New economics for impact investing
Authored by Benoit Passot, nef consulting today published a short report which shows how achieving financial and social returns can be made more effective. (Download the press release).
New economics for impact investing explores the theoretical underpinnings of impact investing and social enterprise – investments and businesses that are managed to produce both financial returns and social and environmental impact.
At at time when businesses are under increasing pressure to demonstrate and maximise the social and environmental impact of their operations and activities, we debunk the idea that if businesses are best at profit, and charities best at impact, we should let them specialise in what they each do best. Business in the Community has provided a Foreword for the UK report, while Nexii has provided a Foreword for the US version.
The sustainability agenda is not a simple "win-win". We explain in accessible language how businesses, trusts, funds and charities can navigate the potential trade-off between making money and achieving impact.
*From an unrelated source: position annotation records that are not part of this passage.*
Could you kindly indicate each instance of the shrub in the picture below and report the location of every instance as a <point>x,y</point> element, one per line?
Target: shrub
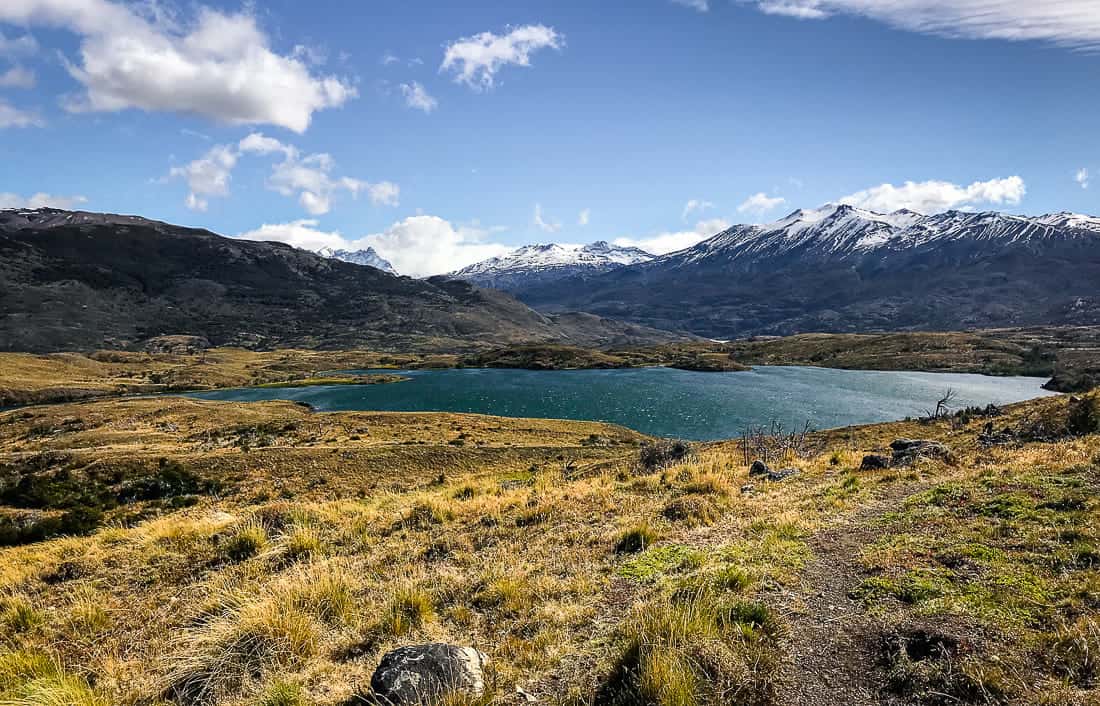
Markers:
<point>409,609</point>
<point>282,693</point>
<point>692,510</point>
<point>1073,652</point>
<point>661,454</point>
<point>245,542</point>
<point>694,652</point>
<point>1084,416</point>
<point>636,540</point>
The report concludes with five implications: showing how impact investors, philanthropic funds, and businesses, can put new economics into action.
New economics for impact investing will be relevant for professionals:
- in the finance sector, interested in the economic theory behind the emerging field of impact investing.
- in the social sector, interested in attracting new funding sources to create social impact.
- involved in managing assets and partnerships to achieve socially responsible returns.
- who pursue the measurement of social value (like nef consulting).